For casting BMG, variants of metal mold casting are most commonly used. The method of quenching described in the earliest reports of bulk metallic glass formation in the Pd—Ni—P system—and earlier work on marginally bulk glass forming Pd—Si based alloys—did not involve metal mold casting. For some alloys, direct quenching of remelted pre-alloyed ingots in a fused silica container, especially in combination with fluxing, is still the preferred method for making high-quality BMG samples. However, it is difficult to produce complex shapes by this method, and the dimensional tolerances and surface quality obtained by direct quenching methods are not as good as those obtained by metal mold casting. A relatively simple version of metal mold casting consists of induction melting an pre-alloyed ingot in a fused silica crucible that has an orifice at the bottom, and then applying gas pressure to eject the molten BMG forming alloy into a mold placed beneath the crucible. High vacuum induction melting and argon pressure casting apparatus, with a linear feedthrough for moving the fused quartz crucible from the induction coil to the mold orifice, was found to be very versatile in easily producing different specimen shapes, such as bars, rods, wedges, rings, bar, and “dogbone” tensile specimen. In a laboratory setting—where process conditions are often varied—it is particularly convenient to be able to view the sample through the quartz crucible during melting. However, because the same quartz crucible is a possible source of oxygen contamination, it may sometimes be preferable to use other crucible materials, such as graphite.
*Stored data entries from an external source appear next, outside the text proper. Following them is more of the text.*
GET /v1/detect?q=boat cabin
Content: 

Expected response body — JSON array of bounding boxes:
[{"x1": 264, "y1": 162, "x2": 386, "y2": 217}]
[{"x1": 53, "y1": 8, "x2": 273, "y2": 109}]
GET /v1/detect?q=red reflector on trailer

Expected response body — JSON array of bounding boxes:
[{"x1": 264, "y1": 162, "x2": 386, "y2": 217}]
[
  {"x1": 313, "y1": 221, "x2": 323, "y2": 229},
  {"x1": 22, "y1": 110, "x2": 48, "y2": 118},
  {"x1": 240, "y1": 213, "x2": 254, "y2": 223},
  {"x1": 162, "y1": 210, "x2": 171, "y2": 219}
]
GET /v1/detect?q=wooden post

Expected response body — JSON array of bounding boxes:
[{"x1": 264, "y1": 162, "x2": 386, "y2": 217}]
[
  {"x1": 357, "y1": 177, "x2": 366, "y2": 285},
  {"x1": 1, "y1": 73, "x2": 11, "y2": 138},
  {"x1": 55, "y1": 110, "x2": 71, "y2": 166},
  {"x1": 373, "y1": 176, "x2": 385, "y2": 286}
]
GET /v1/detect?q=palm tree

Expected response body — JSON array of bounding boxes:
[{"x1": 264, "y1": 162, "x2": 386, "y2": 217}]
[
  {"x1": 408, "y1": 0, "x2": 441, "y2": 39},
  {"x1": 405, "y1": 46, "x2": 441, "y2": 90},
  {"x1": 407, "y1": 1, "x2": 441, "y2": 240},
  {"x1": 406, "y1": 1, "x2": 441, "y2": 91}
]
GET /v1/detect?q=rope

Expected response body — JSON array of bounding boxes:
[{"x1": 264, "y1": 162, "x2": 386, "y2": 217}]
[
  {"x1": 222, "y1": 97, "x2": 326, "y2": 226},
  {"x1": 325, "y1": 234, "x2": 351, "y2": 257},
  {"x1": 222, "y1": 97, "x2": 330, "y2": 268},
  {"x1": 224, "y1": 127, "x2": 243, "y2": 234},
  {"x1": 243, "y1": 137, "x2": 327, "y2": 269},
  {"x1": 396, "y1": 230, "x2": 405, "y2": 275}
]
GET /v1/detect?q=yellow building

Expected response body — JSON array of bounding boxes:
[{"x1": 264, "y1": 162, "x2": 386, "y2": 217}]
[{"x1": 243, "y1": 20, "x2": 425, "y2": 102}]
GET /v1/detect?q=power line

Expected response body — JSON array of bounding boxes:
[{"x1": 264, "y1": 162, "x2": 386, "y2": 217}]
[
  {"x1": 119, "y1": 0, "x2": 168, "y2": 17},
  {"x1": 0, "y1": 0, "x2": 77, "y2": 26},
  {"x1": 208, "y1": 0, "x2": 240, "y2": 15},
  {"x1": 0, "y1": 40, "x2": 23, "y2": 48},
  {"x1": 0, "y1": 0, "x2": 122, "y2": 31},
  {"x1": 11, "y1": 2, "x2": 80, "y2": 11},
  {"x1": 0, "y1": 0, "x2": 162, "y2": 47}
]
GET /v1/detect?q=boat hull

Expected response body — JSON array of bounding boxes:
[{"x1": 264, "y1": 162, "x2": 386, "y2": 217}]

More sophisticated casting methods such as suction casting, tilt casting, squeeze casting and cap casting may produce better quality specimens, e.g., because they can more consistently and more uniformly fill the mold and achieve higher cooling rates. In particular, BMG specimens produced by the combination of tilt casting with cap casting or squeeze casting, compared to those produced by conventional tilt casting, have been reported to exhibit larger critical casting diameter and improved ductility.